Understanding the drivers of soil organic carbon (SOC) change over time and confidence to predict changes in SOC are essential to the development and long-term viability of SOC trading schemes. This study investigated temporal changes in total SOC, total nitrogen (N), and carbon (C) fractions (particulate organic carbon - POC, resistant organic carbon - ROC and humus organic carbon - HOC) over a 16-year period for four contrasting farming systems in a low rainfall environment (424 mm) at Condobolin, Australia. The farming systems were 1) conventional tillage mixed farming (CT); 2) reduced tillage mixed farming (RT); 3) continuous cropping (CC); and 4) perennial pasture (PP). The SOC dynamics were also modelled using APSIM C and N modules, to determine the accuracy of this model. Results are presented in the context of land managers participating in Australian climate change mitigation schemes. There was an increase in SOC for all farming systems over the first 12 years (total organic C, TOC% at 0-10 cm increased from 1.33% to 1.77%), which was predominately in the POC% fraction (POC% at 0-10 cm increased from 0.14% to 0.5%). Between 2012 and 2015, there was a decrease in SOC back to starting levels (TOC = 1.22% POC = 0.12% at 0-10 cm) in all systems. The PP system had higher TOC%, POC% and HOC% levels on average and higher SOC stocks to 30 cm depth at the final measurement in 2015 (PP = 30.43 t C ha; cropping systems = 23.71 t C ha), compared to the other farming systems.

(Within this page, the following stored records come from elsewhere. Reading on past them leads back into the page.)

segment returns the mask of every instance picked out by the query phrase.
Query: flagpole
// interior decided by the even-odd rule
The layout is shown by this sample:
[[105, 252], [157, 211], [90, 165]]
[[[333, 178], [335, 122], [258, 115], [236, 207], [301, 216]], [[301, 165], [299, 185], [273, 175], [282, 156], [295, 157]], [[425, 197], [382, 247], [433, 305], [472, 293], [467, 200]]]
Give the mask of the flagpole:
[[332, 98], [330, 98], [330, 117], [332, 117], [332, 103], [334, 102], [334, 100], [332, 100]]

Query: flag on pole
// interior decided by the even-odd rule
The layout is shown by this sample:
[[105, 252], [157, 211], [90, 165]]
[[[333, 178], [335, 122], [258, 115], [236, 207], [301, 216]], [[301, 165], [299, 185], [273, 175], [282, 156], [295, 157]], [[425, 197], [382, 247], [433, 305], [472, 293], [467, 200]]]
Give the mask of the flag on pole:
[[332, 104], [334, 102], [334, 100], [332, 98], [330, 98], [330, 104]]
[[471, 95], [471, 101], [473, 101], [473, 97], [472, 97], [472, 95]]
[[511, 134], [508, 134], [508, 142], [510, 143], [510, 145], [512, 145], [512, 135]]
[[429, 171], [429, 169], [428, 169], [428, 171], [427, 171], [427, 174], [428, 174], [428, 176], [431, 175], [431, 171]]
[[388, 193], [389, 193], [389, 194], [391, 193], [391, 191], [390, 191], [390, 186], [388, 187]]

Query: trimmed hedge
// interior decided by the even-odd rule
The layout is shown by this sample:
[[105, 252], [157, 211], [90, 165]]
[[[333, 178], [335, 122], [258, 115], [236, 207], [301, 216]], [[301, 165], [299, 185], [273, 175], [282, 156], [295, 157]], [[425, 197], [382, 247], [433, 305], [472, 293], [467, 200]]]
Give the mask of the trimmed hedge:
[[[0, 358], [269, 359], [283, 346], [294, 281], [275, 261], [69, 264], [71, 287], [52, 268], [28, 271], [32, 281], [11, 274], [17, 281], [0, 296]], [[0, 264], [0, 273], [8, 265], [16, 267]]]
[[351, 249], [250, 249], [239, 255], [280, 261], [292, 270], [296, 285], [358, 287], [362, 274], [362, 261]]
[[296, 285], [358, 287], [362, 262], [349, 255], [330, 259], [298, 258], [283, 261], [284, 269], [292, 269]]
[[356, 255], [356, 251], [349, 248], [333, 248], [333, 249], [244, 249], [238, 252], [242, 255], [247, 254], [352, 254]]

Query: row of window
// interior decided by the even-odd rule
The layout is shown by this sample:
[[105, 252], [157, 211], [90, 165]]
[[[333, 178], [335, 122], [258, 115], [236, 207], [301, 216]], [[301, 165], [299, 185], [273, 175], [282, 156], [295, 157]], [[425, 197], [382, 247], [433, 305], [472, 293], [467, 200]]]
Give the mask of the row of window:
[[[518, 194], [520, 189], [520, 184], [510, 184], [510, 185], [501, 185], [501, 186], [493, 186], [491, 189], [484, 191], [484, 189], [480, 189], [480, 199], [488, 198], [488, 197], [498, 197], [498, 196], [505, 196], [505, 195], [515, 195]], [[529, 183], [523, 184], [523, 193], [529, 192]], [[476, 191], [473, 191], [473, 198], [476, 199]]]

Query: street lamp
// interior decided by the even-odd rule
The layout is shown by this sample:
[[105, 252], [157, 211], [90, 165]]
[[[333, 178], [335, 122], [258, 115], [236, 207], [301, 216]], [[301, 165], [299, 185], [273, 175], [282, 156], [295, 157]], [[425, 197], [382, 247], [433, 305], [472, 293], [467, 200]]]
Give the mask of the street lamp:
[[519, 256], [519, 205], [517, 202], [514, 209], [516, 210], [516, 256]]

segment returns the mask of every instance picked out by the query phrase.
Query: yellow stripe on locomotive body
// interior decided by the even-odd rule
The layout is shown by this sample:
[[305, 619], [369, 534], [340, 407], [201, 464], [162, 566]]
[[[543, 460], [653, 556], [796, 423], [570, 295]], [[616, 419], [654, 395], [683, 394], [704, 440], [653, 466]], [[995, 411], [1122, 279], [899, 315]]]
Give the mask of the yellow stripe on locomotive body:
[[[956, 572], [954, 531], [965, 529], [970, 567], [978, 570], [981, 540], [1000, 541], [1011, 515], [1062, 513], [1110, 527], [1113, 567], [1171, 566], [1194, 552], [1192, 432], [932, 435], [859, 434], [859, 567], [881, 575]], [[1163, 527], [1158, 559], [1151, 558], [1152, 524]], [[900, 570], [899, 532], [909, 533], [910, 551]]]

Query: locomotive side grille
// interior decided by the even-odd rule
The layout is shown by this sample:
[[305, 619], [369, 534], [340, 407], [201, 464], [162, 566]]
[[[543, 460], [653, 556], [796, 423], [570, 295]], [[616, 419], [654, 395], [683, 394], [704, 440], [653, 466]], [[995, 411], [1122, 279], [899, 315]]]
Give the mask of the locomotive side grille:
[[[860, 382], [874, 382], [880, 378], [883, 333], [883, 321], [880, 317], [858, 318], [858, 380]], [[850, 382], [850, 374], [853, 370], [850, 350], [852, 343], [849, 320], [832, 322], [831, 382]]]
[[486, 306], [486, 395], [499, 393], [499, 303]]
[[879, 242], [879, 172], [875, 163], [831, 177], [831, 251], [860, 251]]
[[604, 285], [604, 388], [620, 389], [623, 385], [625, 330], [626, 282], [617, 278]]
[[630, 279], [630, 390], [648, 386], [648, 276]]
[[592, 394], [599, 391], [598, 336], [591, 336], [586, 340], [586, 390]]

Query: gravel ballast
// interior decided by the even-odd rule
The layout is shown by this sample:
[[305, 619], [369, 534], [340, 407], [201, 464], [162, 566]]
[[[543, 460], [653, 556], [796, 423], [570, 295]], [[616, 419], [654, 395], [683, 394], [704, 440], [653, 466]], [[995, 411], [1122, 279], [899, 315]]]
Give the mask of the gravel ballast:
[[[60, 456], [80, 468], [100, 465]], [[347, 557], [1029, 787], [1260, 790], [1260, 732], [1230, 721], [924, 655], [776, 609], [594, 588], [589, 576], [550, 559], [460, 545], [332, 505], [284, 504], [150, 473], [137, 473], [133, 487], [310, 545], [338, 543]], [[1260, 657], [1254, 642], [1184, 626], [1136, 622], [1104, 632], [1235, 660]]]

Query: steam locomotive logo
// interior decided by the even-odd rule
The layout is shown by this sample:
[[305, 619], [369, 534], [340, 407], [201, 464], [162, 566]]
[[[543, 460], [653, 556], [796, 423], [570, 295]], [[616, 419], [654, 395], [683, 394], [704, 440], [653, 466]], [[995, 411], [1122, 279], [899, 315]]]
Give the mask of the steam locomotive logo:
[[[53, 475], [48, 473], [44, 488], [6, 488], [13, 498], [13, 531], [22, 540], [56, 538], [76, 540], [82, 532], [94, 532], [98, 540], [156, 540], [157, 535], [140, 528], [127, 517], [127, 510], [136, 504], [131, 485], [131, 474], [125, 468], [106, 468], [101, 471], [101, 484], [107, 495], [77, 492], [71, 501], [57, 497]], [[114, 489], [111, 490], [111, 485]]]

There was a decrease in TN% over time in all farming systems except PP. The average C:N increased from 14.1 in 1999 to 19.7 in 2012, after which time the SOC levels decreased and C:N dropped back to 15.8. The temporal change in SOC was not able to be represented by the AusFarm model. There are three important conclusions for policy development: 1) monitoring temporal changes in SOC over 12 years did not indicate long-term sequestration, required to assure "permanence" in SOC trading (i.e. 25-100 years) due to the susceptibility of POC to degradation; 2) without monitoring SOC in reference land uses (e.g. CT cropping system as a control in this experiment) it is not possible to determine the net carbon sequestration, and therefore the true climate change mitigation value; and 3) modelling SOC using AusFarm/APSIM, does not fully represent the temporal dynamics of SOC in this low rainfall environment.